By Tom Puchlerz, Stevensville
For decades, hunters in Ravalli County have been blocked off from reaching our public lands in the Bitterroot National Forest by an illegal gate on Hughes Creek Road. This route has an extensive history that well establishes its status as a county road, going back to records as far as 1898. Yet a handful of people who live along the road put up a gate and blocked off public access to public lands. The same people who gated the road actually filed in the 1980s to have it officially abandoned by the county – their own actions acknowledging that it was an established county road, used by the public to access public land.
Now the Hughes Creek Road is about to re-open, thanks to an eight-year legal campaign by the Ravalli County Fish and Wildlife Association that culminated recently with a Montana Supreme Court ruling that the route is a county road. That was followed up with a letter from the Ravalli County Commission ordering the landowners to take the gate down – or receive a bill from the county when it does the work to restore public access.
Reopening this road a big win for hunters, anglers and all recreationists who want to get to their public lands. But it came at tremendous cost to the Ravalli County Fish and Wildlife Association, and to the hunters who have been deprived of legal access to our public land in this area for decades.

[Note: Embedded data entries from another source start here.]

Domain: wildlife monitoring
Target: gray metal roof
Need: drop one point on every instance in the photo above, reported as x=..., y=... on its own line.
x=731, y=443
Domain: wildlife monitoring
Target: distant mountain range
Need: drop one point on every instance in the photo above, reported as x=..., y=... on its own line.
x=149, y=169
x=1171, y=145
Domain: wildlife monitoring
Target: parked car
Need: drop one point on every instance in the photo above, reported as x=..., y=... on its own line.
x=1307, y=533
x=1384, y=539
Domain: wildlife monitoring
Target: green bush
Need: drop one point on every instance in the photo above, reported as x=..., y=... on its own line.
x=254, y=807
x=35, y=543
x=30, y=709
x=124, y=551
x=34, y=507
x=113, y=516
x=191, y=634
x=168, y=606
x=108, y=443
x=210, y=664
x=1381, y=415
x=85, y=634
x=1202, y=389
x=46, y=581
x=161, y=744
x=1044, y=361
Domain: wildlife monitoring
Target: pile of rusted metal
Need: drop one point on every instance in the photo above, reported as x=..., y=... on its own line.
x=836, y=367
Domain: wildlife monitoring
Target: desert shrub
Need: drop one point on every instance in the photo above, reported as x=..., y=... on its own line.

The problem of illegal gates on county roads that lead to public land is not isolated to this case. All too often around Montana, people try to make public lands and waters their own private domains by cutting off legal public roads and blocking legal public stream access.
The problem is that under Montana law, the fine for illegally gating a county road is set at a mere $10 per day. The penalty is a non-deterrent to wealthy special interests that want to block public access, and it provides no incentive for a county attorney’s office to put their time into reopening illegally gated county roads. It’s doubtful that the fine has ever been levied.

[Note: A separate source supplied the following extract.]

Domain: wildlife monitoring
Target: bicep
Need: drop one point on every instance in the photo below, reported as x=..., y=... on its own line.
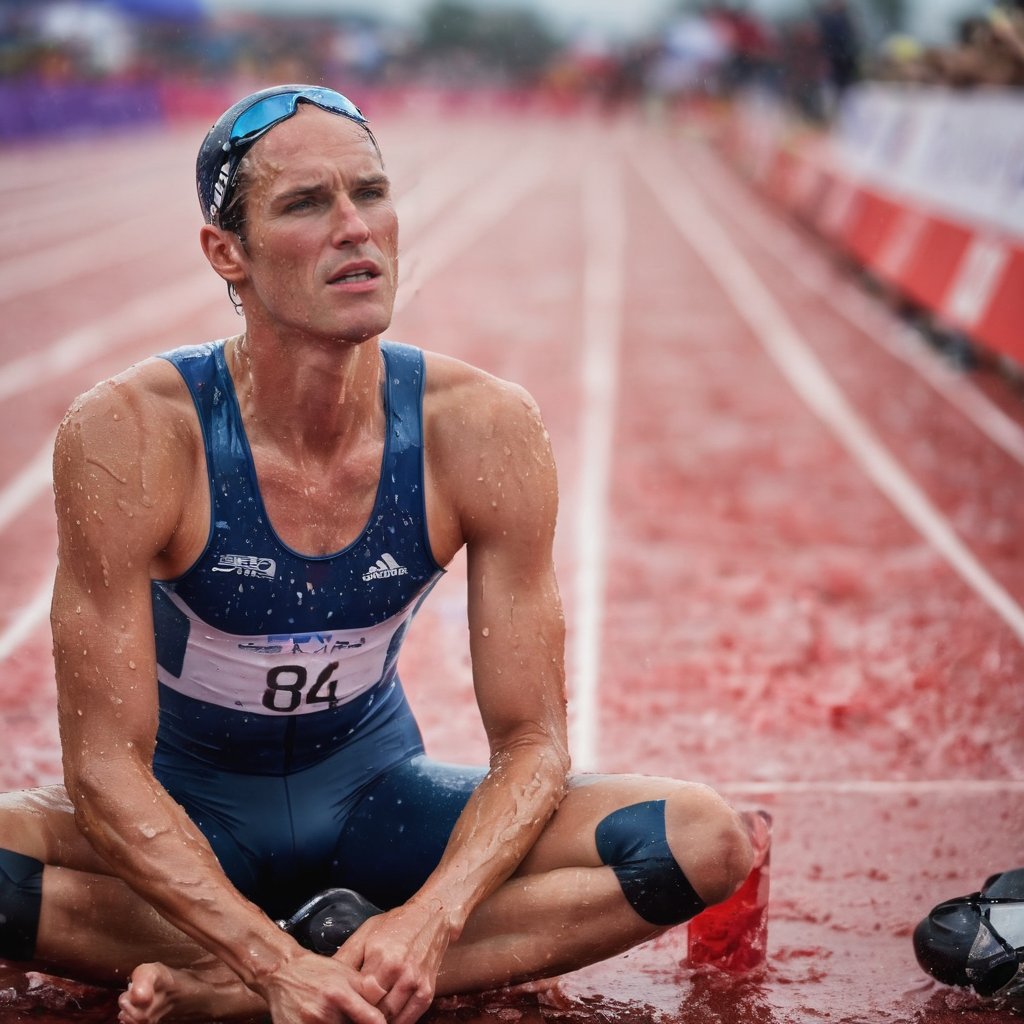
x=116, y=511
x=515, y=613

Last legislative session, the Montana Wildlife Federation led an effort to pass a bill that would have increased the fine for illegally gating a county road to up to $500 per day, with no minimum. This bill was simple, common-sense, and gave more power to county governments to go after illegal road gates. Despite support from hunters, anglers, and other land users, and bipartisan support in the Legislature, the bill was killed due to some backroom politics by special interest groups.

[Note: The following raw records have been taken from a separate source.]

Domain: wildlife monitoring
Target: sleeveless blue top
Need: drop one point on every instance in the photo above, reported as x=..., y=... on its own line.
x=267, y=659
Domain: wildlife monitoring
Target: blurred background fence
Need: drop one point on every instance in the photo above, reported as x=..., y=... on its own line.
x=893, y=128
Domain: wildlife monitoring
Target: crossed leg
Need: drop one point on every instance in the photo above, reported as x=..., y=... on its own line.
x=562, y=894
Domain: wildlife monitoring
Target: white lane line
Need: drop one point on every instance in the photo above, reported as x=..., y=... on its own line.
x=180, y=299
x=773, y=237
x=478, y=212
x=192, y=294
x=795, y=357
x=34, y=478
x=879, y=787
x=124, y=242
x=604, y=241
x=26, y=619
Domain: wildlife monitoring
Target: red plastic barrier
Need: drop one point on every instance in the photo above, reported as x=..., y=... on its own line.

When the legal record on a road’s status is as clear as Hughes Creek, a letter from the county attorney could resolve many of these cases if the fine has some teeth in it. Simply increasing the penalty to a maximum of $500 per day would help get people to take down illegal gates. And it would give them a strong incentive to work with the authorities to restore public access to legal public routes. We need our lawmakers to quit letting special interests block this common-sense fix to give Montanans access to our public lands and waters.